The pair have made a 496-million-kilometre (308 million-mile) trek from Earth since their launch in March.
They comprise phase one of the ExoMars mission through which Europe and Russia seek to join the United States in roaming the hostile Martian surface.
Commands for both spacecraft have already been uploaded, the European Space Agency (ESA) said on Tuesday, and were “ready for execution” on Wednesday.
“All is well for the moment,” Schiaparelli manager Thierry Blancquart told AFP.
Apart from carrying Schiaparelli towards Mars, the TGO’s job will be to test the Red Planet’s atmosphere for gases possibly excreted by living organisms, however small or primitive.
Paddling pool-sized Schiaparelli, in turn, must test entry and landing technology for a subsequent Mars-drilling rover which will mark the second phase and high point of ExoMars.
The first manoeuvre on Wednesday, scheduled for 1304 GMT, will see the TGO execute its most critical command to date — starting a more than two hour-long engine burn to slow down and allow itself to be captured by Mars’ gravity.

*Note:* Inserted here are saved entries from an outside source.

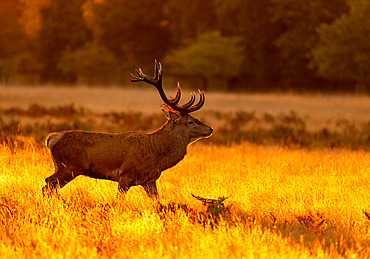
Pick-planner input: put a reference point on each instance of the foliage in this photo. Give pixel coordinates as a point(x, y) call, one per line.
point(210, 55)
point(91, 64)
point(135, 31)
point(298, 21)
point(62, 29)
point(282, 42)
point(352, 62)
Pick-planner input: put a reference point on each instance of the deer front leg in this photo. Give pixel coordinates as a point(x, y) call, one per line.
point(61, 177)
point(151, 189)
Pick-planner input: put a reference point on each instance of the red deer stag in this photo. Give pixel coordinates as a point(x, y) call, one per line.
point(130, 158)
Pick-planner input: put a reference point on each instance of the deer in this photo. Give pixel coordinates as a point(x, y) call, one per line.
point(130, 158)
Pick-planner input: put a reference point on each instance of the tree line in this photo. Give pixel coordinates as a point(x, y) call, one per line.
point(232, 45)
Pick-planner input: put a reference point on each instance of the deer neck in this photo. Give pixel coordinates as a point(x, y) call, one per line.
point(169, 143)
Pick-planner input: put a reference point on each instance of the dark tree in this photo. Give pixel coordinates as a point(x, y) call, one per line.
point(62, 29)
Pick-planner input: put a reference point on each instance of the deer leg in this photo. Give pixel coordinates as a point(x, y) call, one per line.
point(60, 178)
point(151, 189)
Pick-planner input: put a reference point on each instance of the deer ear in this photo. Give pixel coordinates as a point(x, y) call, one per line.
point(171, 115)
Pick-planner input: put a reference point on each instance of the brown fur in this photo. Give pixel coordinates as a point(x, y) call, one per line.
point(131, 158)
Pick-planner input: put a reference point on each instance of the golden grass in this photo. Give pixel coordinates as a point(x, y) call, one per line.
point(282, 203)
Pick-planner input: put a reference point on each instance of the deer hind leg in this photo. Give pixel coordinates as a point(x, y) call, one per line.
point(60, 178)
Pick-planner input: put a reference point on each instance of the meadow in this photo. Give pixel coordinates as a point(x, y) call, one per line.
point(307, 196)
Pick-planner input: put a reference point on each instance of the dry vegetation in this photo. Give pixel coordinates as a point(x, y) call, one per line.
point(281, 202)
point(297, 191)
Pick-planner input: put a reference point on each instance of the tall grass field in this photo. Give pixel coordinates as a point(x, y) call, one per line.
point(237, 196)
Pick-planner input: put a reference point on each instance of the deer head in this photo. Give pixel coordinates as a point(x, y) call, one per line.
point(179, 115)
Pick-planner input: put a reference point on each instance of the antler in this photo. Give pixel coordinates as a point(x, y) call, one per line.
point(173, 102)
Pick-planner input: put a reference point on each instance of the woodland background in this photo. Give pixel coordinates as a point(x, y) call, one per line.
point(265, 45)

Schiaparelli will execute its own daredevil mission shortly thereafter.
The 600-kilogramme (1,300-pound) craft’s hairy ride through Mars’ thin, carbon dioxide-rich atmosphere should last six minutes, with touchdown scheduled for 1448 GMT on a spot near the equator.
A discardable “aeroshell” will protect Schiaparelli against a heat of several thousand degrees Celsius generated by atmospheric drag, while a supersonic parachute and nine thrusters will brake it.
A crushable structure in the lander’s belly is meant to cushion the final impact.
– High-risk –
Battery-driven and without solar panels, Schiaparelli should last two or three days, sending messages which will take 10 minutes to reach Earth.
It is meant to convey data on how its body and instruments coped with the harsh entry and landing — crucial information to plan a safe trip for the bigger and more expensive rover to follow.
Since the 1960s, more than half of US, Russian and European attempts to operate craft on the Martian surface have failed.
ExoMars is Europe’s first attempt at a Mars rover since the British-built Beagle 2 disappeared without trace in 2003 after separating from its mother-ship.
The ExoMars rover is set for launch in 2020 after a two-year funding delay.
It will be equipped with a drill to search for evidence of underground life — present or past.
While life is unlikely to exist on the barren, radiation-blasted surface, scientists say traces of methane in Mars’ atmosphere may indicate something is stirring under the surface — possibly single-celled microbes.
The TGO, with its methane-sniffing equipment, will join the search for life in 2018, once it has reached a circular orbit at an altitude of 400 kilometres.